WSW: I was trying to get at the simultaneous experience of exile and colonization, so for me it’s definitely speculative nonfiction. A few readers have characterized “Norway” as a parable or fable, though it feels very true to me.

This question has me thinking about speculation and if a kind of theoretical reasoning should be considered nonfiction or fiction. What place does the speculative occupy between them? If it is a liminal space, threshold, or boundary then is the speculative a bridge between truths or realities? To invoke the speculative involves engaging risks for the nonfiction writer, most notably accusations of conjecture and a loss of regard for the initial idea if the speculation fails. But if one believes, as I do, that narrative and language leave a trace even once disproven or disregarded, a material presence that manifests by increasing conditions of possibility, then the speculative functions as a foundational gesture in any kind of narrative expansion.

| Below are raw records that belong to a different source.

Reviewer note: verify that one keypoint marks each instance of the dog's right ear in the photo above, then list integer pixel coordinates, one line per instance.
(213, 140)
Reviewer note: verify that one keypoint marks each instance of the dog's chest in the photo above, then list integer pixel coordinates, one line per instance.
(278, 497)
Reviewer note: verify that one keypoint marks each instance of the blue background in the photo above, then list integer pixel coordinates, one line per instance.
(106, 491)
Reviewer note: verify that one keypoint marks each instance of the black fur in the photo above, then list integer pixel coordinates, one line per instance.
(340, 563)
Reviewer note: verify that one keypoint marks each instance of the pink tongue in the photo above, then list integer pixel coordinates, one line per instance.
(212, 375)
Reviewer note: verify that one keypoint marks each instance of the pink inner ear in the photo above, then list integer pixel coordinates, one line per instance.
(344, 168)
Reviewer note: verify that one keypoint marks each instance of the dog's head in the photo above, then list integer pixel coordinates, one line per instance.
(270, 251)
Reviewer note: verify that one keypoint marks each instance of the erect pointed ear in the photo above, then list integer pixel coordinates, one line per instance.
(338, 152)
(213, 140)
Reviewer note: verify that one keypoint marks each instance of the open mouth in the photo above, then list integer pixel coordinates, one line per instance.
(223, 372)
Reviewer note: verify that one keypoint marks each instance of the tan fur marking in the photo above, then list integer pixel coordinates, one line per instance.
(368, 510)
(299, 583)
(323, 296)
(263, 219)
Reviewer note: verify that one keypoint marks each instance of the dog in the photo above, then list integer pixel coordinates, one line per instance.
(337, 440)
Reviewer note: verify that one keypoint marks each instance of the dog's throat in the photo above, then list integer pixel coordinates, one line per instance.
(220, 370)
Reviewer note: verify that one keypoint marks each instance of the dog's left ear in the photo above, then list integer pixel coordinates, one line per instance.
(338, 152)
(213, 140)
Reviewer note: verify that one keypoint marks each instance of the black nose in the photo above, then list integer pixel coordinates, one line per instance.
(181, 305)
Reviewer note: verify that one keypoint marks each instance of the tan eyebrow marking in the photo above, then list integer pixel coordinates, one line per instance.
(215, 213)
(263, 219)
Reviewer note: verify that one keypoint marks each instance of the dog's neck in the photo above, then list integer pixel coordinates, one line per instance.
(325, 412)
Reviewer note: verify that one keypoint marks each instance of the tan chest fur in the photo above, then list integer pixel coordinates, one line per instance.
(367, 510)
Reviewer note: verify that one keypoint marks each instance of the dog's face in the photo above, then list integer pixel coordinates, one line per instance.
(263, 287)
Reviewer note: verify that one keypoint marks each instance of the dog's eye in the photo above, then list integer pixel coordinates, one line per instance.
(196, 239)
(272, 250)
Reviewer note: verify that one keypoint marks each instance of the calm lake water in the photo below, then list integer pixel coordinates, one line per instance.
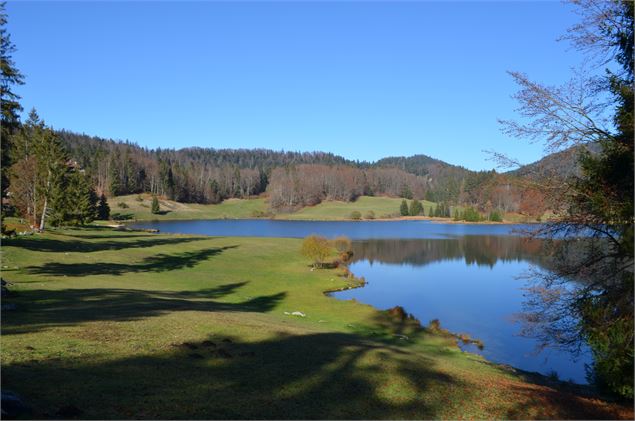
(467, 276)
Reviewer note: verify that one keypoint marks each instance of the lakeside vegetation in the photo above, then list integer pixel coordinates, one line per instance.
(139, 207)
(196, 327)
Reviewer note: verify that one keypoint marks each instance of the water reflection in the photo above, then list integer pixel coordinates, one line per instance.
(471, 284)
(482, 250)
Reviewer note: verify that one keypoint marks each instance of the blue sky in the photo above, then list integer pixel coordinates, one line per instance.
(363, 80)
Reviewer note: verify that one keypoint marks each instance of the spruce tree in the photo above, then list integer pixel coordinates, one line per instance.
(9, 100)
(114, 186)
(403, 209)
(103, 210)
(415, 208)
(155, 209)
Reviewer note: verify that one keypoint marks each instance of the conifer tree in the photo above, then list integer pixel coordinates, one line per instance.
(155, 209)
(103, 210)
(415, 208)
(9, 101)
(403, 209)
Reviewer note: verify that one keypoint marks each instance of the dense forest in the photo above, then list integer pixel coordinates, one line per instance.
(291, 179)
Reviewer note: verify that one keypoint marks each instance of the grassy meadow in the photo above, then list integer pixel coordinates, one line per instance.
(138, 207)
(111, 324)
(383, 207)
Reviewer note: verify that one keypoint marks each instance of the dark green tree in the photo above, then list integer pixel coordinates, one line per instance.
(155, 208)
(406, 193)
(595, 221)
(415, 208)
(114, 183)
(403, 209)
(9, 101)
(103, 209)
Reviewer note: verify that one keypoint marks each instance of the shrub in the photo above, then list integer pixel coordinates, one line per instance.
(343, 244)
(316, 248)
(495, 216)
(261, 214)
(472, 215)
(120, 216)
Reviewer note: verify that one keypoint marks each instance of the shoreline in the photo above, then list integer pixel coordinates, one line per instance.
(397, 219)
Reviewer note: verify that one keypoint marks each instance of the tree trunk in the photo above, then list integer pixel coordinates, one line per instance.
(43, 214)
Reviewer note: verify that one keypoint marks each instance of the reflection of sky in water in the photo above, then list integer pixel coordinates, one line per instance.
(476, 299)
(462, 274)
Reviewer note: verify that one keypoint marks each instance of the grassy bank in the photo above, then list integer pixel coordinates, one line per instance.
(138, 207)
(133, 325)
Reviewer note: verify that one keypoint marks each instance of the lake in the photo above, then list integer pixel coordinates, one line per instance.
(468, 276)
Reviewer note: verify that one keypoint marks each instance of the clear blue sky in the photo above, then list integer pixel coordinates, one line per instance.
(363, 80)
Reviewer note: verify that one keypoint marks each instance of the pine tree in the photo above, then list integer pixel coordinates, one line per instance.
(406, 193)
(415, 208)
(9, 101)
(155, 209)
(103, 210)
(403, 209)
(114, 185)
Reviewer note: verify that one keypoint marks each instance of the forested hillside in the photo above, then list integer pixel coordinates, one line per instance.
(290, 179)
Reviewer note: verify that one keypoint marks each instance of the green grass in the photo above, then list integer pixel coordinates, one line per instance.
(383, 207)
(136, 325)
(170, 210)
(334, 210)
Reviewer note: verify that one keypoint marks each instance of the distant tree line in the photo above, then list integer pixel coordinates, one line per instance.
(103, 168)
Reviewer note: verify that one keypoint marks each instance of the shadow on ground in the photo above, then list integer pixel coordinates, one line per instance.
(41, 309)
(320, 376)
(157, 263)
(313, 376)
(63, 245)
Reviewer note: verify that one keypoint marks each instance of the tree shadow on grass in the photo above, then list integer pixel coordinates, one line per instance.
(312, 376)
(158, 263)
(317, 376)
(48, 244)
(38, 310)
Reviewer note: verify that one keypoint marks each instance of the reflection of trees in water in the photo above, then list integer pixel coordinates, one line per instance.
(483, 250)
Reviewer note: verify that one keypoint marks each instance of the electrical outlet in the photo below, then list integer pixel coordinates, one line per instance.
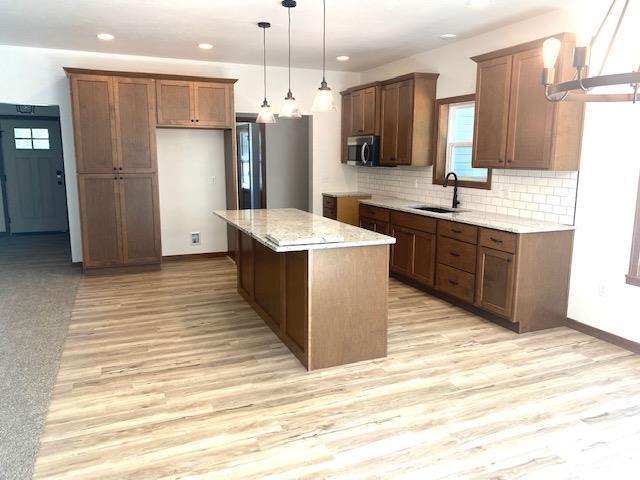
(602, 290)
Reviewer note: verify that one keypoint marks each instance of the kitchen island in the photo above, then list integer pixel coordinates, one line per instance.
(319, 284)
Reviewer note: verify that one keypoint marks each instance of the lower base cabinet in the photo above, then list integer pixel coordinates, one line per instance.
(496, 274)
(521, 279)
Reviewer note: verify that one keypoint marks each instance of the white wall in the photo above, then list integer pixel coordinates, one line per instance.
(35, 76)
(192, 185)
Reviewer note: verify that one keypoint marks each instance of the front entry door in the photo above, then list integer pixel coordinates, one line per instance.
(34, 172)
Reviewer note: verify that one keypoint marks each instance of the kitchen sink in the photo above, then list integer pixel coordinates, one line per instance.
(427, 208)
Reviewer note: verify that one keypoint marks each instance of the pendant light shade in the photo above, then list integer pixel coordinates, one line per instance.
(324, 102)
(265, 115)
(290, 108)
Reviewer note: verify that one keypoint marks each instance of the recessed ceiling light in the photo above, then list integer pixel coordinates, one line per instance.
(478, 3)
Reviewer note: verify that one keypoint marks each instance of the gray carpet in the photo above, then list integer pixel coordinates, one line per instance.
(37, 291)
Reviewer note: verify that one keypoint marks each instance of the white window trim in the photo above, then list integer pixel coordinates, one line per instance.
(451, 145)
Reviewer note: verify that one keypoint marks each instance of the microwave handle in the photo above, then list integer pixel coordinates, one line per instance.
(363, 156)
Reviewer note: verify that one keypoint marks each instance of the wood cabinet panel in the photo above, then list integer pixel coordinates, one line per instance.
(458, 231)
(402, 252)
(100, 220)
(455, 282)
(213, 105)
(530, 114)
(498, 240)
(370, 110)
(357, 112)
(424, 258)
(493, 87)
(296, 299)
(175, 102)
(495, 285)
(267, 280)
(140, 218)
(457, 254)
(94, 123)
(135, 112)
(389, 136)
(345, 126)
(405, 123)
(245, 264)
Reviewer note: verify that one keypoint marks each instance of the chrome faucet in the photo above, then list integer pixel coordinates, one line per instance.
(455, 187)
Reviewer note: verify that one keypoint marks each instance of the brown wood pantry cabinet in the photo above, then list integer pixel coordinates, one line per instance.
(515, 125)
(115, 117)
(197, 104)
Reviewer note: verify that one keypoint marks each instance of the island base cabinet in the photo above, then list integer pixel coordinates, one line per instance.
(302, 297)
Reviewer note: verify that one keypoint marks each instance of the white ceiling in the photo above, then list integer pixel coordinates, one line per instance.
(371, 32)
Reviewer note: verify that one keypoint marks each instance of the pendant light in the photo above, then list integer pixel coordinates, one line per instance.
(265, 115)
(290, 109)
(323, 102)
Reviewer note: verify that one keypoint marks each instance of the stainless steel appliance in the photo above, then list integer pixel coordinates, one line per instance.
(364, 151)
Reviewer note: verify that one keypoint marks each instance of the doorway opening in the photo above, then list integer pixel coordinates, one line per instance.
(33, 203)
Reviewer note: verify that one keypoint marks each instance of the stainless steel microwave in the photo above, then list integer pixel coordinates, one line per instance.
(364, 151)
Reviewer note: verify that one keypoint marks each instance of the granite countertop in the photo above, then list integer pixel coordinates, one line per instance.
(496, 221)
(289, 230)
(347, 194)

And, finally, the connective tissue to me between each of these essays and stories is the idea of burial and exhumation. Do you break rules by exhuming lost stories? If so, how important is it to break the rules so that what’s buried is allowed to see the light of day?

WSW: The rules allowed the story to be buried. As a writer I serve the story, so I guess when I bring it to light, I am breaking the rules.


Wendy S. Walters is the author ofMultiply/Divide (Sarabande Books, 2015) Troy, Michigan (Futurepoem Books, 2014),  Longer I Wait, More You Love Me (2009) and a chapbook, Birds of Los Angeles(2005), both published by Palm Press (Long Beach, CA).  Forthcoming projects include a book of essays to be released by Sarabande Books in 2015.  Walters was a 2011 New York Foundation for the Arts Fellow in Poetry, and her work has appeared in The Iowa Review, Bookforum, FENCE, Harper’s Magazine, and elsewhere.  She has won a Ford Foundation Fellowship, a research fellowship from the Smithsonian Institution, a scholarship from Bread Loaf, and multiple fellowships from The MacDowell Colony and Yaddo.  She is a founder of The First Person Plural Reading Series in Harlem, a Contributing Editor at The Iowa Review, and Associate Professor of creative writing and literature at the Eugene Lang College of The New School University in the city of New York.

Nicole Walker is a contributing editor here at Essay Daily, a nonfiction editor at DIAGRAM, co-editor of Bending Genre: Essays on Creative Nonfiction, and author of Quench Your Thirst with Salt, This Noisy Egg, and Microgram.